Rasagiline, (R) mesylate (N-propargyl-1 (R)-aminoindan) is a selective, potent irreversible inhibitor of MAO-B with neuroprotective and anti-apoptotic properties. We investigated whether R could provide cardioprotection in a 6 month Wistar male rat model (350-400gr) undergoing experimental Myocardial Infarction (MI). MI was induced surgically by a permanent ligation of the left anterior descending coronary artery. We included 3 experimental groups: R (n=10), Control (C) (n=10), and sham-operated (S) (n=10). R was administered daily (2 mg/kg i.p.) for 4 weeks, beginning 24 hours after MI induction. Group C received normal saline 0.9%, i.p. Cardiac function was assessed by two-dimensional targeted M-mode echocardiography (Vivid 7, 13MHz), at baseline, 14 and 28 days post MI. Estimation of cardiac remodeling and cardiomyocyte damage was performed by immuno-fluorescent microscopy analysis. Baseline measurements were similar in all groups. Group R showed less FS (%) deterioration vs group C at 14 (31.4±2.1 vs 22.3±2.0, p<0.0001) and 28 days (31.6±2.3vs19.6±1.8, p<0.0001). Immuno-fluorescent microscopy analysis of the infract border zone indicated reduced collagen I staining in group R (n=3) rats compared to group C (n=3) and less cardiomyocyte degeneration as indicated by b-catenin and desmin staining.

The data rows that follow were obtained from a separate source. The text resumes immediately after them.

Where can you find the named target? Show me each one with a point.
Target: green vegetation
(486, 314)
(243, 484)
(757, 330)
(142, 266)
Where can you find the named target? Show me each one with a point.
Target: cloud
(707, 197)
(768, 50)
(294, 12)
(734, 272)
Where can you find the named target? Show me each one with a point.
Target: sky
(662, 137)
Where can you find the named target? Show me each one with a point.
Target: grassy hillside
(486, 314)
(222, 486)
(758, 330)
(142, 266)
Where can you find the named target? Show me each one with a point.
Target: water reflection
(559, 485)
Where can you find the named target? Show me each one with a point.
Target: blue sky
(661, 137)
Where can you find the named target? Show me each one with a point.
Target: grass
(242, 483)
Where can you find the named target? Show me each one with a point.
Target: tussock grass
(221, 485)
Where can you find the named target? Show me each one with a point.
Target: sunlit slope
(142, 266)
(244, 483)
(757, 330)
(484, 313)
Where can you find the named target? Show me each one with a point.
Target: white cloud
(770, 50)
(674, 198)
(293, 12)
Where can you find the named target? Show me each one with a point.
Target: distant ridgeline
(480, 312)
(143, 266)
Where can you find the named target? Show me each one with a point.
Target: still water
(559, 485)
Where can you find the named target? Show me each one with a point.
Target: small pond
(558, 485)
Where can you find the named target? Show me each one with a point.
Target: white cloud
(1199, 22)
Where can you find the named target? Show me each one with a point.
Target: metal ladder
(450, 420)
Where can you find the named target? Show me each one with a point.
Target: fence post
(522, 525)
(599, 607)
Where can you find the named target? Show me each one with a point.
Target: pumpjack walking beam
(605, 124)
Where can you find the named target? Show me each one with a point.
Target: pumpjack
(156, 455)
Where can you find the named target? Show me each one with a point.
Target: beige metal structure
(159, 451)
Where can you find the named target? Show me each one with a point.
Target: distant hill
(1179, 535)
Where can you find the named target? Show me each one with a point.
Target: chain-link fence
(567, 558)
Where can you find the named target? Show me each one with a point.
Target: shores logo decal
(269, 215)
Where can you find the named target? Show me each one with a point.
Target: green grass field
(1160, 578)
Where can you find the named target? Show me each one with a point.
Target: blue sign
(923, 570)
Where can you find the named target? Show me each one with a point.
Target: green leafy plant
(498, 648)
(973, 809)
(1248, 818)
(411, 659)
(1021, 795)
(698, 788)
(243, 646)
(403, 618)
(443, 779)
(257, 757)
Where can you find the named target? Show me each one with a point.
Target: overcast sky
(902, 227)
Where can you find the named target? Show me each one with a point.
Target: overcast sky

Also, apoptosis (TUNEL) was reduced by 65% in the border zone and 58% in the remote region of R treated animals. Importantly, scar size did not differ among the two groups. Our study showed attenuation in cardiac remodelling after MI as presented by better systolic function in Rasagiline mesylate (a commonly used neurological drug) treated rats accompanied by less border zone fibrosis and cardiomyocyte degeneration indicating a beneficial effect in the post-MI period.